Children 1 and 2: These two children were referred to the pediatric hematology clinic at the ages of three and four years respectively. They were presented with similar clinical and hematological phenotype consistent with a diagnosis of thalassemia intermedia. Both children showed mild spleenomegaly with occasional requirement for blood transfusion. The hematological data for Children 1 and 2 were as follows; (MCV = 62 . and 50.5 fl, MCH = 15.8 pg and 20.2 pg, Hb A2 = 5.2% and 7.2%, Hb F = 1.8% and 3.1% respectively). Genotype analysis for the two children demonstrated homozygosity for [[beta].sup.+] IVS 1-6 mutation and heterozygosity for -[[alpha].sup.3.7] mutation.

Child 3: At the age of one year, this child presented with clinical manifestations consistent with thalassemia major: severe anemia, spleenomegaly. This child was diagnosed as [beta]-thalassemia major based on the increase in Hb F fraction, the typical red cell morphology, and the suggestive family history. He showed consistent requirement for blood transfusion almost every month. This child was found to be homozygote for [[beta].sup.+]-thalassemia mutation IVS 1-6 while the -[[alpha].sup.3.7] mutation was not detected.

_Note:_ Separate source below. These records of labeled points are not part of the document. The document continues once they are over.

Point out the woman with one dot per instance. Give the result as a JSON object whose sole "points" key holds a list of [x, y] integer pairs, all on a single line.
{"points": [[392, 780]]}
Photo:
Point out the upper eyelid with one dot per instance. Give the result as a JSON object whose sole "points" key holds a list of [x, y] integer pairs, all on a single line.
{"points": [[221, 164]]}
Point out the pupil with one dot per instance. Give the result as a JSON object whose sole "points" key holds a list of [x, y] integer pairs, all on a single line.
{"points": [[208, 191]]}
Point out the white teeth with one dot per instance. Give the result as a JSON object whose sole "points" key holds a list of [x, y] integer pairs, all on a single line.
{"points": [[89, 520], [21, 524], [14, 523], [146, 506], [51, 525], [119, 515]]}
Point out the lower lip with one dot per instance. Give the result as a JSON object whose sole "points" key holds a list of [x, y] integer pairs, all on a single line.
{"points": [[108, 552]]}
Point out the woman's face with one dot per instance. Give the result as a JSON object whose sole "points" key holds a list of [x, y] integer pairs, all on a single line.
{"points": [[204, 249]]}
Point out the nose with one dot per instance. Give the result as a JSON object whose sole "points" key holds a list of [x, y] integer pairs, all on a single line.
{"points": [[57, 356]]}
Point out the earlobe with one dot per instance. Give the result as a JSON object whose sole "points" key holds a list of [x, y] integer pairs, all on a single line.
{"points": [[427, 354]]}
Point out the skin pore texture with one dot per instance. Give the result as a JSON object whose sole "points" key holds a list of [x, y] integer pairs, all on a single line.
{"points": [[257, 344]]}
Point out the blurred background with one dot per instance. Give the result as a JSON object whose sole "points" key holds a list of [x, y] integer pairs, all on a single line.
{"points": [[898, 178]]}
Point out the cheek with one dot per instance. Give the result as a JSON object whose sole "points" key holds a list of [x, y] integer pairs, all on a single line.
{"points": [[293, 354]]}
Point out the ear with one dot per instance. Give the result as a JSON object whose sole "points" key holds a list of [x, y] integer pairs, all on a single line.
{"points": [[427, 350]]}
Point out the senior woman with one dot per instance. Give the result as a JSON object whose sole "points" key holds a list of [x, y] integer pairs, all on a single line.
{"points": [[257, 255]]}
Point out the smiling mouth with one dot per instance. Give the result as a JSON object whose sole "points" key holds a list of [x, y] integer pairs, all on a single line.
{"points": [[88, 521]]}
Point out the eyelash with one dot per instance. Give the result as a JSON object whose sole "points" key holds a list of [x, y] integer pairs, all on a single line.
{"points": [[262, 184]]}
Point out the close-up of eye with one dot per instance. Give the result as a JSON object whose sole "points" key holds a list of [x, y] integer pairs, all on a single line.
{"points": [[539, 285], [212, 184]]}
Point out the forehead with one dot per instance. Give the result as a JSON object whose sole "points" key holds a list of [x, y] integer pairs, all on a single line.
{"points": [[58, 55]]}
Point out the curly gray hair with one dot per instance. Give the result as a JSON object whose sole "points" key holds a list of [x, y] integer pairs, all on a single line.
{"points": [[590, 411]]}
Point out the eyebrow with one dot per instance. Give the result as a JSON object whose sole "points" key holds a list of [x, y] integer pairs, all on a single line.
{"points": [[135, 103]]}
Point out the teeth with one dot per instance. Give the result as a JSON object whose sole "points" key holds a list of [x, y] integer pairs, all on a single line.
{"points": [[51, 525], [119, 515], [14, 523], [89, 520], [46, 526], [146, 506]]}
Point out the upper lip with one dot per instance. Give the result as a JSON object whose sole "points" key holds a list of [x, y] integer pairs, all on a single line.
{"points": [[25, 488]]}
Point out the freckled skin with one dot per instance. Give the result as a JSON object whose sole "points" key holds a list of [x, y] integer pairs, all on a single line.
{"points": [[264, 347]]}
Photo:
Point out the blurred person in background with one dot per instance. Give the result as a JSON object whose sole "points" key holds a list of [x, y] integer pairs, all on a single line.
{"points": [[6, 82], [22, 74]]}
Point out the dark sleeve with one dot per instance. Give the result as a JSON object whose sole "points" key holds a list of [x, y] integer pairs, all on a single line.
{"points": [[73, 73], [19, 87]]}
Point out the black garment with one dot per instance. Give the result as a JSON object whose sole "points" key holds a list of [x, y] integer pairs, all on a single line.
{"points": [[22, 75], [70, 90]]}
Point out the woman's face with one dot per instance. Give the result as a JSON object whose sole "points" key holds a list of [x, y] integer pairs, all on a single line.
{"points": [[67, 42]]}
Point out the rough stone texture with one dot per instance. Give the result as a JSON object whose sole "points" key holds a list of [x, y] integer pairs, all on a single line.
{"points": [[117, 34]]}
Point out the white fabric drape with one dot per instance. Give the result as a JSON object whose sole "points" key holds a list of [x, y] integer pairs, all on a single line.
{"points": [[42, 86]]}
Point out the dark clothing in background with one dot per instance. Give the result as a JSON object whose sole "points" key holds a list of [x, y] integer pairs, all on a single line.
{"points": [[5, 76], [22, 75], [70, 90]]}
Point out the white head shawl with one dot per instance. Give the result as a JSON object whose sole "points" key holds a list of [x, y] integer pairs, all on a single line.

Child 4: DNA analysis for this apparently normal child revealed the presence of-[[alpha].sup.3.7] mutation with the absence of [[beta].sup.+] IVS1-6 mutation. He had a hemoglobin value of 12.4 gm/dl, MCV value of 65 fl, MCH value of 22.8 pg, Hb A2 concentration of 2.8% and Hb F concentration of 0.3%. Child 4 was diagnosed as -[[alpha].sup.3.7] trait carrier.

DISCUSSION

Homozygosity for [beta]-thalassemia mostly results in thalassemia major, characterized by severe anemia, splenomegaly, and requirement for regular blood transfusion from early infancy. However, some homozygotes present with mild hematological and clinical phenotype without requirement for regular blood transfusion. This condition is called thalassemia intermedia. (1) Thalassemia intermedia may result from the inheritance of mild [beta]-thalassemia mutations, or as a result of interaction between triplicated [alpha]-globin gene with heterozygous [beta]-thalassemia, compound heterozygosity for [beta]-thalassemia, or as a result of co-inheritance of [alpha]-thalassemia with homozygous [beta]-thalassemia. (11)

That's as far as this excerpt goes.